Asked to share his memories of being knighted by the Queen at the Buckingham Palace in 2002, Ben obliged. “When Her Majesty knighted me, the sword she used to raise above my head and touch my shoulders was the one that her father wore ceremonially as Commander-in-Chief of the British Forces during World War II. Her father and mother never left London during the Blitz. So, I was aware of the historical implications of that, and how much she loved her father.
“So, for the Queen to use her father’s sword in that ceremony had huge resonance. We chatted briefly about what was happening in my life. I left the Palace feeling embraced.”
Ben revealed a side story about becoming a knight. “Then, my mother refused to acknowledge my knighthood, which I found bitterly hurtful. Life is all about balance, isn’t it? That wonderful woman (Queen Elizabeth II) had said, we accept you and love what you do, but my mother refused to acknowledge that it had taken place. She was embarrassed, bitter and jealous. That’s the whole story. I have never told it before.”
Ben pointed out how different the times are from when he became a professional actor in the late ’60s. “The distractions for a young actor are a million times more diverting now than when I was a young actor.”
He shared an anecdote. “It was not too long ago when I was working with a young actor. At the end of every scene, he went to his trailer to Google himself—honestly—and look at everything that was written about him on that day.
“When he returned to the set, he had forgotten all his dialogue—he couldn’t remember it. He was in a state of total disarray and panic. A young actor has to be faithful to the simple mandate—tell the story! All the rest is nonsense.”
Ben stressed that he’s not active in social media—no Facebook nor Twitter account for him. “Nothing at all. I sleep at night.”
In “The Boxtrolls,” a combination of stop-motion, hand-drawn and CG artistry and technology, Ben voices villainous Archibald Snatcher. Since Ben noted, as pointed out by director Anthony Stacchi (the other director is Graham Annable) that Archibald “eats a lot, and is a gluttonous man,” the actor recorded his lines while reclining.
“Because the face of Snatcher gets so distorted and swollen, I needed to shrink my mouth, so I couldn’t do it with the muscles of my mouth,” Ben further described how he voiced his character. “I squashed my face in.”
Ben said he hasn’t been to Laika, the animated studio based in Oregon that created “The Boxtrolls” and other well-received films such as “ParaNorman” and “Coraline.” “But, I feel I have because, when we were at Comic-Con, I met part of the team that I had never met before,” Ben emphasized. “There was a wonderful footage that showed how they make and move those puppets.
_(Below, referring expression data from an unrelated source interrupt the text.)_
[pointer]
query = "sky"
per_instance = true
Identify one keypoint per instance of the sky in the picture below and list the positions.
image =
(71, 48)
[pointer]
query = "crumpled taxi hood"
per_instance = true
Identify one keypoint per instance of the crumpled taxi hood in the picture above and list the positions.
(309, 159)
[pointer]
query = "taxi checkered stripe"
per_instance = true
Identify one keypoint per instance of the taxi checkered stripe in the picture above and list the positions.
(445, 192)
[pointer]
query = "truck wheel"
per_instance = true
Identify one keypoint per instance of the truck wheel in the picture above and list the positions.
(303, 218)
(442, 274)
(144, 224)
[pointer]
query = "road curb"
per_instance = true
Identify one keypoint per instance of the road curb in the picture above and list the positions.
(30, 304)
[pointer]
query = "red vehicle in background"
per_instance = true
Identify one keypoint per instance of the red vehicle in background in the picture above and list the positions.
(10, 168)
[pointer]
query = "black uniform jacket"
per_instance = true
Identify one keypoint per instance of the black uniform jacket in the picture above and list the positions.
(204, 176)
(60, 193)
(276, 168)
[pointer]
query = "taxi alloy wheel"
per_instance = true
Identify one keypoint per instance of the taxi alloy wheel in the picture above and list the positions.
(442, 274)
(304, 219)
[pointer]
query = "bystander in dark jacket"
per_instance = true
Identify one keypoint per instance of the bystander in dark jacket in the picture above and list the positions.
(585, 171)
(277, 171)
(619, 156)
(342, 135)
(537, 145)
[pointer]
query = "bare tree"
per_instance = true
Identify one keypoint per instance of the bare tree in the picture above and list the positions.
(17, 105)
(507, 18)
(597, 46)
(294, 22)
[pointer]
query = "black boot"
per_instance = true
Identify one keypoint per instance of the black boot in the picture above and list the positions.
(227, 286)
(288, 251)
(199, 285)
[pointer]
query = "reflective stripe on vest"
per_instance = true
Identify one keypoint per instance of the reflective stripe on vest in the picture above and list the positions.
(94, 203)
Every costume is hand-stitched and handmade.
“The key to the success of this film is that it’s handmade; it’s made by human beings making and moving things with their hands.”
The man has come a long way from his first brush with film and fame. “My first real impression of cinema was when I was 4 or 5 years old. It was a movie (‘Never Take No For An Answer’) that I went to see in the cinema, close to where we lived in the North of England,” Ben reminisced. “It’s the most wonderful, touching, beautiful story. Let me jump forward to ‘Hugo,’ where I worked with Martin Scorsese. I mentioned this film (‘Never…’) to him and he said, ‘I have a copy. Would you like to see it again?’ So, I watched it again—and it was thrilling!”